After the towers fell, one of the largest clean-ups in history began. Because the damage was so massive, officials divided the site – referred to as “the pile” – into five zones. Specialists around the country flew in to assist in the efforts, which quickly moved from search-and-rescue to the complete clearing and removal of the debris. For 99 days, fires continue to burn underground, creating noxious fumes and a reminder of the destruction that had occurred.
For many construction workers, it was an unexpected return to a site that they had built decades before.

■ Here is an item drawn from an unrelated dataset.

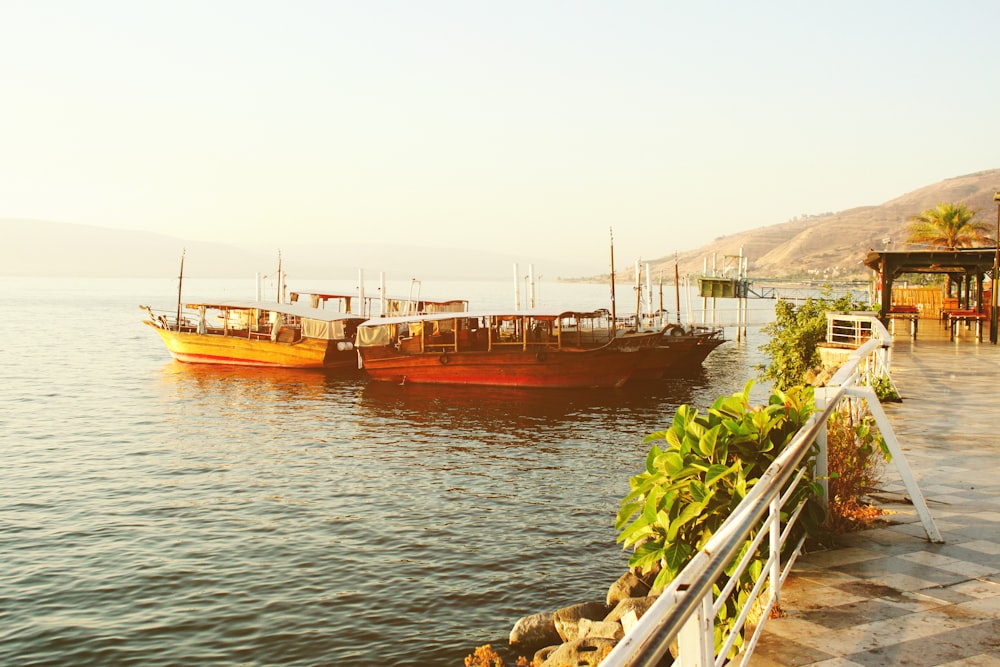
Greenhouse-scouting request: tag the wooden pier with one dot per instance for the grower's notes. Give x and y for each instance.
(888, 596)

Arie Moshe, a foreman at WDF, Inc., had worked at the original 7 World Trade Center in 1984, and was at the Related Companies’ Time Warner Center at the time of the attacks. The day after, he and a group of plumbers from WDF began volunteering after work from 3 p.m. until 11 p.m., filling buckets with debris.
“I never thought that I was giving anything, only that so many had lost so much,” he said.
Skansa, the original erectors of the steel beams, began removing the ghostly skin of the Trade Center over two weeks.
“Given Skanska’s history of working at the World Trade Center, we also helped officials leading the clean-up effort by showing them where existing mechanical, electrical and plumbing lines were, and how utility lines interacted with the subway lines,” said Gary Winsper, senior vice president of Skanska USA Civil Northeast.
In May 2002, the last steel beam was removed, three months ahead of schedule and without any serious injuries, although questions have been raised over workers being exposed to toxic chemicals. In 2007, the column returned to the site, and it will be part of the 9/11 Memorial and Museum’s permanent collection.
By then, rebuilding had begun to accelerate, and the past few years have made the new World Trade Center the busiest, most complex construction site in the country. A partnership of Tishman Construction, an AECOM Company, and Turner Construction is the construction manager overseeing all work.
Skansha is a contractor for the Santiago Calatrava-design transit hub, which will connect to the PATH train, 13 subway lines and the site’s five office towers. During construction, an active subway line and PATH train is operation, adding additional complexity to the project. Furthermore, the hub is being construction from the top down, rather than from the bottom, allowing the Port Authority to simultaneous construct other projects, such as the 9/11 Memorial.
“We coordinate job site logistics, work with and around other contractors on the site and then plan phases of our own portion of this massive project,” said Skanska’s Winsper. “Coordination is paramount.”
Tishman Construction, an AECOM company, is the construction manager for the site’s most visible structure, One World Trade Center. The core team drew on its experiences in building Larry Silverstein’s adjacent 7 World Trade Center, and has adopted some of the same techniques of building a concrete core.
The organization of the project is critical for maintaining the speed of construction and strength of the building. “The success of a project is based on the effort that’s put in before you put a shovel into the ground,” said Mel Ruffini of Tishman Construction, One World Trade Center’s project executive.
Each day, a fleet of trucks brings concrete, which arrives at a centralized pumping area. Because the core of the building is so large, due to security concerts, 50 to 60 trucks can arrive in 12 hours, and concrete moves through three separate risers, which can be moved and turned off as needed. The concrete is 14,000 pounds per square inch (psi), a strength that has never been used in New York.
“The pace is extremely challenging,” said Ruffini. “It’s a vertical freight train.”
An entire floor of steel is built within a week, followed by concrete, fireproofing and the curtain wall. The concrete base of the skyscraper, built to withstand a truck bomb, will be encased in glass – bids from manufacturers were due last week. Plumbing, electricity and mechanical systems are also being constructed, along with the bathrooms and elevators. Tenants will finish building out their own spaces.
The vertical delivery system has been built alongside the tower, and Tishman must also ensure that contractors are paid by the Port on time and equipment flows efficiently to the site.
The steel of the 105-story tower will top out in March 2012, followed by a 400-foot spire of steel and radon, which will be preassembled and delivered in 20 separate sections by barge. The tower will be completely finished by the end of 2013.
“Building One World Trade Center is just an unbelievable experience. I can’t say how proud we are as a team,” said Ruffini. “All the men and women, from the executive team to project team to the trade workers on site, truly feel that this is a special project.”
“And the willingness to get this done as quickly as possible and safely as possible – I’ve never seen it work so well,” he added, “It’s almost flawless.”